How would latest reasoning LLM fare in understanding complex open source project? 🤔

Lets go back a bit with some motivation…

I needed to learn Next.js 15 for an upcoming project at my company. Reading documentation plus learning the official course alone didn’t seem sufficient, yet taking another full course felt like overkill for me at this stage.
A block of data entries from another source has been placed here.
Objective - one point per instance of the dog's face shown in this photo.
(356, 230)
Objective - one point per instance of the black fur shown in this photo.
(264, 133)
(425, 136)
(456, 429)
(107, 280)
I thought, what better way to augment theory than with real-world application by studying an open source project? After some research, I discovered this codebase: https://github.com/ethanniser/NextFaster

This codebase is particularly interesting because it’s officially supported by Vercel and claims to implement all best practices for optimal web performance in Next.js 15. ⚡

The codebase is deployed in the Vercel platform with some impressive stats:

  • ~1 million page views
  • ~1 million unique product pages
  • 45k unique users
  • 100 perfect Google Lighthouse scores

It seemed perfect for learning how to properly utilize Next.js 15 features for enhanced performance.

Then my lazy mind had an idea: Why not leverage LLMs for this task? 🧪

Unsurprisingly, the LLM performed quite well! However, it did provide some surprising answers… The LLM answered 6 out of 8 questions correctly, while providing misleading or incomplete responses to the others. 📊

I used both Claude 3.7 Reasoning in conjunction with GitHub Copilot Chat in my IDE. Copilot Chat acts as a tooling layer, providing the codebase to the chat’s context. This allowed the LLM to get the context of the codebase more comprehensively.

Copilot Chat + Claude 3.7 Reasoning

It would be interesting to replicate this experiment with other AI tools and LLMs.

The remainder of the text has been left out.